The COVID-19 pandemic has reiterated the interdependence of health security and health systems, and the need for resilient health systems to prevent large-scale impacts of infectious disease outbreaks and other acute public health events.

This report was designed to identify and prioritise health system strengthening initiatives that prevent impacts of health security threats and strengthen the ability to respond to these threats in the Pacific region.
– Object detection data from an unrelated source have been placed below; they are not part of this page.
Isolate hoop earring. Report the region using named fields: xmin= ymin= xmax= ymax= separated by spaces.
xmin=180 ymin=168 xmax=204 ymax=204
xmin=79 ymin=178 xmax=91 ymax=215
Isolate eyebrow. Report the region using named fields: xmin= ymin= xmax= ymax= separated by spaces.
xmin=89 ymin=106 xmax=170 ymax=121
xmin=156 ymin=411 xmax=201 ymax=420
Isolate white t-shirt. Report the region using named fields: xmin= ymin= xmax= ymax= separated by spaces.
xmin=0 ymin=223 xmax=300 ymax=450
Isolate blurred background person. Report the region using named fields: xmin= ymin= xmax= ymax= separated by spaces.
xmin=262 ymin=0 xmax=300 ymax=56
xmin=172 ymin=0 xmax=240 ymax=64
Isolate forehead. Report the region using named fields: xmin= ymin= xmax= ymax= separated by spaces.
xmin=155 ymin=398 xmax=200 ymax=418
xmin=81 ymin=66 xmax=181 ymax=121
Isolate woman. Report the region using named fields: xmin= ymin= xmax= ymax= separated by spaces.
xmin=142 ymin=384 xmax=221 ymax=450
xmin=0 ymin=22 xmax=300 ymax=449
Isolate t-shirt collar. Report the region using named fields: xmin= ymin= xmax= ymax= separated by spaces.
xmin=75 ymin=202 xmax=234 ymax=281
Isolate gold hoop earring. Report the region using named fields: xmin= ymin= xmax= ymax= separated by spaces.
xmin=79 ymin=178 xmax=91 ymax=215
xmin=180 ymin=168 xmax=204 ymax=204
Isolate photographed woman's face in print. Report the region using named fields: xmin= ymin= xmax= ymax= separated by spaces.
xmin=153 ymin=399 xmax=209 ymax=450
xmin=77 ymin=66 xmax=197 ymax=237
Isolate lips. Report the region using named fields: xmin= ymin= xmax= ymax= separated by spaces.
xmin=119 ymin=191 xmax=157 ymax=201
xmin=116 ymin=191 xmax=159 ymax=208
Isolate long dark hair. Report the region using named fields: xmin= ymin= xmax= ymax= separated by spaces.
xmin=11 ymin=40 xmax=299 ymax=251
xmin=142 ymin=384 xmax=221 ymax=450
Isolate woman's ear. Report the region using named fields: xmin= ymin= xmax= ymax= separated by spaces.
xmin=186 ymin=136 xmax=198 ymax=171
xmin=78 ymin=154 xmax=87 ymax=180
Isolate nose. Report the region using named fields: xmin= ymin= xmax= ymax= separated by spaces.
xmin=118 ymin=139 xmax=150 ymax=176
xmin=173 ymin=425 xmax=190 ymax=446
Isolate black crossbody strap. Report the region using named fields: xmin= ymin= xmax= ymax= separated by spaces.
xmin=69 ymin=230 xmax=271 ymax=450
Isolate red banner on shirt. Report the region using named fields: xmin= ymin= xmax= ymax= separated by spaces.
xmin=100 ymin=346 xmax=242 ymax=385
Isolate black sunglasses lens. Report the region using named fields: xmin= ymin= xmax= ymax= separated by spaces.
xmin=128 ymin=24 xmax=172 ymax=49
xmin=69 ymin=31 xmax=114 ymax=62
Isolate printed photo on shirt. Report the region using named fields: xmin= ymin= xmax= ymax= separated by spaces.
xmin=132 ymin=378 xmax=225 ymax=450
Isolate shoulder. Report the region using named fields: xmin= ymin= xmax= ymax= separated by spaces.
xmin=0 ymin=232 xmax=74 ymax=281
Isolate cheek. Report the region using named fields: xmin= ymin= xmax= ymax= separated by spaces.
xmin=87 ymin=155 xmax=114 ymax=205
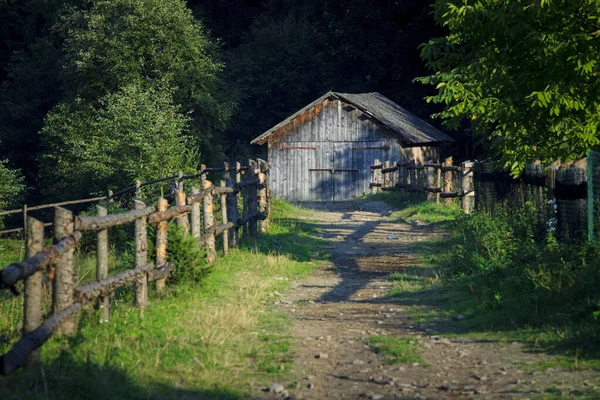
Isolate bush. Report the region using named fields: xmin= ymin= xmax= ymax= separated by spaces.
xmin=442 ymin=204 xmax=600 ymax=325
xmin=123 ymin=221 xmax=211 ymax=284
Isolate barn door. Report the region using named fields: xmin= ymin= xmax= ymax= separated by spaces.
xmin=331 ymin=142 xmax=358 ymax=201
xmin=352 ymin=141 xmax=392 ymax=197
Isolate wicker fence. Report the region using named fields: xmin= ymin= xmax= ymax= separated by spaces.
xmin=0 ymin=160 xmax=269 ymax=375
xmin=370 ymin=152 xmax=600 ymax=240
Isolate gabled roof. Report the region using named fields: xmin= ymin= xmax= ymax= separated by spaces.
xmin=250 ymin=92 xmax=454 ymax=145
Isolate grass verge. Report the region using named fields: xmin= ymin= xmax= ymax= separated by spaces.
xmin=0 ymin=202 xmax=324 ymax=399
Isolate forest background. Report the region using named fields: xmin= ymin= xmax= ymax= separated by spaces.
xmin=0 ymin=0 xmax=600 ymax=209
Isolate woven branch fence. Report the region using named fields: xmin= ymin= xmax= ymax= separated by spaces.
xmin=0 ymin=160 xmax=270 ymax=375
xmin=370 ymin=155 xmax=600 ymax=240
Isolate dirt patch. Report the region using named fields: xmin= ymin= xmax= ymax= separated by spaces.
xmin=253 ymin=201 xmax=599 ymax=399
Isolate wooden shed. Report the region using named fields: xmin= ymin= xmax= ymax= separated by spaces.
xmin=251 ymin=92 xmax=452 ymax=201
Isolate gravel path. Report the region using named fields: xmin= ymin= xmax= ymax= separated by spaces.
xmin=253 ymin=201 xmax=600 ymax=399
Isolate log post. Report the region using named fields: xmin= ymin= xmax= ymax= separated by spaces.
xmin=177 ymin=171 xmax=183 ymax=192
xmin=444 ymin=157 xmax=453 ymax=206
xmin=200 ymin=164 xmax=208 ymax=188
xmin=383 ymin=160 xmax=391 ymax=187
xmin=425 ymin=161 xmax=435 ymax=202
xmin=52 ymin=207 xmax=75 ymax=336
xmin=134 ymin=200 xmax=148 ymax=309
xmin=96 ymin=206 xmax=110 ymax=324
xmin=226 ymin=178 xmax=238 ymax=247
xmin=409 ymin=160 xmax=419 ymax=189
xmin=223 ymin=161 xmax=231 ymax=180
xmin=191 ymin=186 xmax=202 ymax=238
xmin=175 ymin=189 xmax=190 ymax=233
xmin=372 ymin=160 xmax=383 ymax=193
xmin=461 ymin=161 xmax=475 ymax=213
xmin=23 ymin=217 xmax=44 ymax=366
xmin=435 ymin=164 xmax=442 ymax=204
xmin=202 ymin=180 xmax=217 ymax=264
xmin=247 ymin=160 xmax=258 ymax=236
xmin=155 ymin=197 xmax=169 ymax=291
xmin=398 ymin=161 xmax=408 ymax=191
xmin=219 ymin=181 xmax=229 ymax=255
xmin=258 ymin=165 xmax=267 ymax=233
xmin=235 ymin=161 xmax=246 ymax=245
xmin=22 ymin=204 xmax=27 ymax=242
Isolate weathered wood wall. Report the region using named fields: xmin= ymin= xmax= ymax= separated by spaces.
xmin=268 ymin=99 xmax=439 ymax=201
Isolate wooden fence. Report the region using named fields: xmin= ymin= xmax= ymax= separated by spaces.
xmin=0 ymin=160 xmax=270 ymax=375
xmin=370 ymin=157 xmax=588 ymax=239
xmin=369 ymin=157 xmax=475 ymax=212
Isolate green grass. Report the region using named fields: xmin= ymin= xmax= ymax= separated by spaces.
xmin=0 ymin=203 xmax=324 ymax=399
xmin=366 ymin=336 xmax=423 ymax=364
xmin=364 ymin=192 xmax=462 ymax=224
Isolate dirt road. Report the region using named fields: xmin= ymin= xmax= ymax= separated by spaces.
xmin=254 ymin=201 xmax=600 ymax=399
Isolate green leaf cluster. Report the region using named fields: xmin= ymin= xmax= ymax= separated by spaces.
xmin=416 ymin=0 xmax=600 ymax=170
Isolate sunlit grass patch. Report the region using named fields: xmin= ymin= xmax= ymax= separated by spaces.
xmin=0 ymin=198 xmax=326 ymax=399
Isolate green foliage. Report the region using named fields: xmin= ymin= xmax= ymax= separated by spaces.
xmin=0 ymin=160 xmax=25 ymax=228
xmin=167 ymin=222 xmax=212 ymax=283
xmin=42 ymin=85 xmax=198 ymax=196
xmin=442 ymin=205 xmax=600 ymax=332
xmin=417 ymin=0 xmax=600 ymax=170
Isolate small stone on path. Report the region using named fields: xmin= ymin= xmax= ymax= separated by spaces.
xmin=265 ymin=383 xmax=285 ymax=393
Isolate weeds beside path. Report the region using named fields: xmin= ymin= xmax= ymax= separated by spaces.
xmin=253 ymin=200 xmax=600 ymax=399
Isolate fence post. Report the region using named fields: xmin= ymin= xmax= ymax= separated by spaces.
xmin=190 ymin=186 xmax=202 ymax=239
xmin=200 ymin=164 xmax=208 ymax=188
xmin=135 ymin=179 xmax=142 ymax=199
xmin=202 ymin=180 xmax=217 ymax=264
xmin=258 ymin=163 xmax=267 ymax=233
xmin=134 ymin=200 xmax=148 ymax=309
xmin=23 ymin=217 xmax=44 ymax=367
xmin=425 ymin=160 xmax=435 ymax=202
xmin=383 ymin=160 xmax=390 ymax=187
xmin=461 ymin=161 xmax=475 ymax=213
xmin=398 ymin=161 xmax=408 ymax=191
xmin=22 ymin=204 xmax=27 ymax=241
xmin=226 ymin=178 xmax=238 ymax=247
xmin=247 ymin=160 xmax=258 ymax=236
xmin=155 ymin=197 xmax=169 ymax=291
xmin=444 ymin=157 xmax=452 ymax=206
xmin=372 ymin=160 xmax=383 ymax=193
xmin=219 ymin=181 xmax=229 ymax=255
xmin=52 ymin=207 xmax=75 ymax=336
xmin=177 ymin=171 xmax=183 ymax=192
xmin=175 ymin=189 xmax=190 ymax=233
xmin=96 ymin=206 xmax=110 ymax=324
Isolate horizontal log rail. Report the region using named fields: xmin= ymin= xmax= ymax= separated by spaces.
xmin=75 ymin=263 xmax=162 ymax=304
xmin=238 ymin=211 xmax=268 ymax=226
xmin=74 ymin=207 xmax=156 ymax=231
xmin=0 ymin=160 xmax=270 ymax=375
xmin=0 ymin=232 xmax=81 ymax=292
xmin=148 ymin=204 xmax=192 ymax=224
xmin=0 ymin=303 xmax=81 ymax=376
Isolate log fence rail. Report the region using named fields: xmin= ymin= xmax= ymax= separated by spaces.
xmin=0 ymin=160 xmax=270 ymax=375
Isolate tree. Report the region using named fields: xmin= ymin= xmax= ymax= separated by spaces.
xmin=0 ymin=160 xmax=25 ymax=228
xmin=35 ymin=0 xmax=228 ymax=196
xmin=41 ymin=84 xmax=199 ymax=197
xmin=418 ymin=0 xmax=600 ymax=171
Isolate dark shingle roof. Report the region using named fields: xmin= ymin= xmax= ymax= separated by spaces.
xmin=251 ymin=92 xmax=453 ymax=145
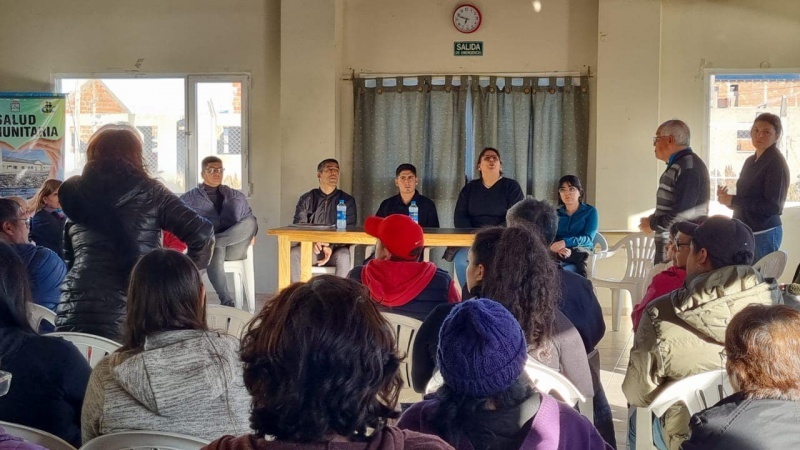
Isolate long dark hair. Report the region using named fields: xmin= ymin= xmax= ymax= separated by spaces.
xmin=86 ymin=122 xmax=148 ymax=177
xmin=120 ymin=249 xmax=208 ymax=351
xmin=430 ymin=378 xmax=534 ymax=449
xmin=0 ymin=242 xmax=36 ymax=334
xmin=236 ymin=275 xmax=402 ymax=442
xmin=478 ymin=227 xmax=561 ymax=360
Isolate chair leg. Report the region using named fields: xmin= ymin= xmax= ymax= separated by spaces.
xmin=233 ymin=272 xmax=245 ymax=309
xmin=611 ymin=289 xmax=624 ymax=331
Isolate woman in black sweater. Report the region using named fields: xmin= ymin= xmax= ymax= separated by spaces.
xmin=453 ymin=147 xmax=525 ymax=284
xmin=717 ymin=113 xmax=790 ymax=261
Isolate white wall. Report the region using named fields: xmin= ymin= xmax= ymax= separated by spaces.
xmin=0 ymin=0 xmax=282 ymax=292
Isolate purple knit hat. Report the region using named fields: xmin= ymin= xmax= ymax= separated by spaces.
xmin=437 ymin=298 xmax=528 ymax=398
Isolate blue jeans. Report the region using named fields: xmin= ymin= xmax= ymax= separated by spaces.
xmin=628 ymin=412 xmax=669 ymax=450
xmin=453 ymin=247 xmax=469 ymax=286
xmin=753 ymin=225 xmax=783 ymax=263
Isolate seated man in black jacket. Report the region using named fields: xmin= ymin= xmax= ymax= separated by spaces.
xmin=348 ymin=214 xmax=461 ymax=321
xmin=375 ymin=163 xmax=439 ymax=228
xmin=291 ymin=158 xmax=357 ymax=282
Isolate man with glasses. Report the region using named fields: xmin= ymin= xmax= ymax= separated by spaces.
xmin=0 ymin=198 xmax=67 ymax=311
xmin=622 ymin=216 xmax=782 ymax=449
xmin=181 ymin=156 xmax=258 ymax=306
xmin=639 ymin=119 xmax=711 ymax=264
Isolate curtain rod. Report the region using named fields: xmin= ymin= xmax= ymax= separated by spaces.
xmin=342 ymin=66 xmax=594 ymax=81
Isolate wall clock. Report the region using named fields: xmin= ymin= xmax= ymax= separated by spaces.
xmin=453 ymin=5 xmax=481 ymax=33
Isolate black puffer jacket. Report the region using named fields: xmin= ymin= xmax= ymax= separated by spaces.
xmin=56 ymin=165 xmax=214 ymax=341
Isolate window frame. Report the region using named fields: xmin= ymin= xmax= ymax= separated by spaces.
xmin=50 ymin=72 xmax=253 ymax=198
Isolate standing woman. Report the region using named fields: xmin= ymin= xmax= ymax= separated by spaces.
xmin=30 ymin=178 xmax=67 ymax=258
xmin=717 ymin=113 xmax=790 ymax=261
xmin=453 ymin=147 xmax=525 ymax=284
xmin=550 ymin=175 xmax=598 ymax=277
xmin=56 ymin=123 xmax=214 ymax=341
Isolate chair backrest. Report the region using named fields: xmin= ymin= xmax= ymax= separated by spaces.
xmin=592 ymin=232 xmax=608 ymax=253
xmin=28 ymin=303 xmax=56 ymax=330
xmin=525 ymin=357 xmax=586 ymax=405
xmin=382 ymin=312 xmax=422 ymax=403
xmin=753 ymin=250 xmax=789 ymax=280
xmin=45 ymin=331 xmax=122 ymax=367
xmin=81 ymin=431 xmax=209 ymax=450
xmin=650 ymin=370 xmax=733 ymax=417
xmin=636 ymin=370 xmax=734 ymax=450
xmin=206 ymin=305 xmax=254 ymax=339
xmin=0 ymin=421 xmax=75 ymax=450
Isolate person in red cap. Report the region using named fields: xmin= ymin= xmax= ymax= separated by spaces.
xmin=348 ymin=214 xmax=461 ymax=320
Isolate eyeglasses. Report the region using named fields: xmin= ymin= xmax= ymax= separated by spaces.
xmin=672 ymin=239 xmax=692 ymax=250
xmin=653 ymin=136 xmax=669 ymax=145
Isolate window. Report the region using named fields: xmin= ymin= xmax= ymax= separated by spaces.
xmin=56 ymin=75 xmax=249 ymax=194
xmin=707 ymin=72 xmax=800 ymax=205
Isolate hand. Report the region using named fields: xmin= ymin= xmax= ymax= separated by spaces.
xmin=639 ymin=217 xmax=653 ymax=233
xmin=550 ymin=240 xmax=567 ymax=253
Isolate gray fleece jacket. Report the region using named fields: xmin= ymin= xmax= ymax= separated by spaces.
xmin=81 ymin=330 xmax=250 ymax=443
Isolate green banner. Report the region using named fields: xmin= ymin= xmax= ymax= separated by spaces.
xmin=0 ymin=93 xmax=66 ymax=198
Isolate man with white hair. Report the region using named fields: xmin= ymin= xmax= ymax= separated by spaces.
xmin=639 ymin=119 xmax=711 ymax=264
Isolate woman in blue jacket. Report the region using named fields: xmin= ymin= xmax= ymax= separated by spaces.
xmin=550 ymin=175 xmax=598 ymax=277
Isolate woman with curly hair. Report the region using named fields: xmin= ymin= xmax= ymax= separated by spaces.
xmin=482 ymin=227 xmax=594 ymax=396
xmin=205 ymin=275 xmax=451 ymax=450
xmin=30 ymin=178 xmax=67 ymax=258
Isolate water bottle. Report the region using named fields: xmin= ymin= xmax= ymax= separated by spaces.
xmin=336 ymin=200 xmax=347 ymax=230
xmin=408 ymin=201 xmax=419 ymax=223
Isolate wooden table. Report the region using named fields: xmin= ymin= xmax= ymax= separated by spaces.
xmin=267 ymin=226 xmax=476 ymax=289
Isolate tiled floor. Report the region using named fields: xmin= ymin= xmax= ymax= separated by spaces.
xmin=597 ymin=315 xmax=633 ymax=449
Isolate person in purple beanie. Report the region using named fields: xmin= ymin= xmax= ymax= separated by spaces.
xmin=397 ymin=299 xmax=611 ymax=450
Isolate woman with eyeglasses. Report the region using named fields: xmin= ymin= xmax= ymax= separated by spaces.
xmin=445 ymin=147 xmax=525 ymax=283
xmin=31 ymin=178 xmax=67 ymax=258
xmin=717 ymin=113 xmax=791 ymax=261
xmin=681 ymin=305 xmax=800 ymax=450
xmin=550 ymin=175 xmax=599 ymax=277
xmin=56 ymin=123 xmax=214 ymax=341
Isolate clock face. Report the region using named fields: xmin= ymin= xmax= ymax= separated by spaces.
xmin=453 ymin=5 xmax=481 ymax=33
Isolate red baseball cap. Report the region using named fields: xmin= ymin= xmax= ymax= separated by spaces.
xmin=364 ymin=214 xmax=425 ymax=261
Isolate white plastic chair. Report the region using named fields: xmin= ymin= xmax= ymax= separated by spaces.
xmin=0 ymin=421 xmax=75 ymax=450
xmin=586 ymin=233 xmax=608 ymax=280
xmin=592 ymin=233 xmax=656 ymax=331
xmin=382 ymin=312 xmax=422 ymax=403
xmin=636 ymin=370 xmax=733 ymax=450
xmin=225 ymin=242 xmax=256 ymax=313
xmin=28 ymin=303 xmax=56 ymax=330
xmin=80 ymin=431 xmax=210 ymax=450
xmin=45 ymin=331 xmax=122 ymax=368
xmin=753 ymin=250 xmax=789 ymax=280
xmin=206 ymin=305 xmax=254 ymax=339
xmin=525 ymin=356 xmax=594 ymax=423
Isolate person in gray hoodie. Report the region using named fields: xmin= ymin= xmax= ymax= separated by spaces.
xmin=81 ymin=249 xmax=250 ymax=443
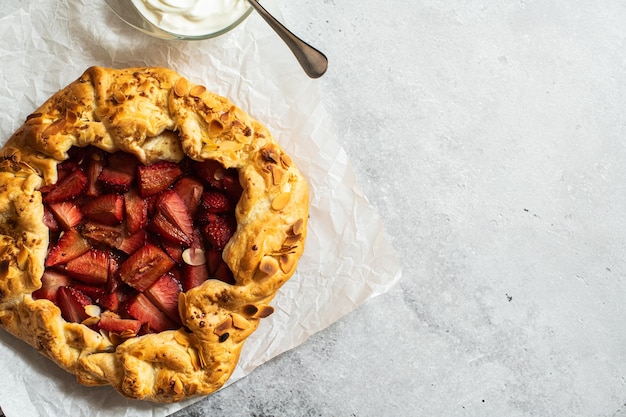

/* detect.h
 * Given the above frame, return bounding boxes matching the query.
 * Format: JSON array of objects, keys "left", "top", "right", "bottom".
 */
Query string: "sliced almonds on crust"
[{"left": 0, "top": 67, "right": 308, "bottom": 402}]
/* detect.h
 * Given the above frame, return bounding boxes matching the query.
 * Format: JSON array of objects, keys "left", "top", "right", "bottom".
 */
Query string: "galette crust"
[{"left": 0, "top": 67, "right": 309, "bottom": 402}]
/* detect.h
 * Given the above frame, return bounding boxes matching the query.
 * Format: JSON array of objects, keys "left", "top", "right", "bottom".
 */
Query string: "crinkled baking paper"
[{"left": 0, "top": 0, "right": 400, "bottom": 417}]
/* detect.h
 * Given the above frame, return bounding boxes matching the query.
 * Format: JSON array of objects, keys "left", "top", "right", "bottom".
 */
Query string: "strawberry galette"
[{"left": 0, "top": 67, "right": 308, "bottom": 402}]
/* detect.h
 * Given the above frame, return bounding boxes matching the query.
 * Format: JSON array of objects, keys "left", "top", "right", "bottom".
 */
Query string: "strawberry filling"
[{"left": 33, "top": 147, "right": 242, "bottom": 339}]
We focus on Timor Leste, Papua New Guinea and Pacific Island Countries and Areas, which include the Cook Islands, Fiji, Kiribati, the Republic of the Marshall Islands, the Federated States of Micronesia, Nauru, Niue, Palau, Samoa, Solomon Islands, the Kingdom of Tonga, Tuvalu and Vanuatu.

The authors examined the literature and explored the perceptions of experts with field experience in the Pacific region to identify and prioritise areas for future health system investments that strengthen health security. Guided in part by lessons learned from the COVID-19 experience and response, we conducted focus group discussions with health sector stakeholders with field experience in the Pacific region and expertise in either health systems or health security. Focus groups included 24 participants, representing 15 research and academic institutions, non-government agencies, the World Health Organization, and national governments, as well as independent consultants.

Key recommendations:

  • Localisation should be considered as a universal model for practice and apply to all activities, programs and initiatives. Success of any initiative will be limited without it.
  • Integrate health data systems to drive decision-making. Invest in strategies that promote data for decision-making, with a focus on using surveillance data, closing feedback loops, and using local data to guide responses.
  • Ensure ongoing support to expand laboratory services, including ongoing costs infrastructure, equipment, reagents and new staff.
  • Prioritise and support catch-up vaccination programs to minimise outbreaks of vaccine-preventable diseases.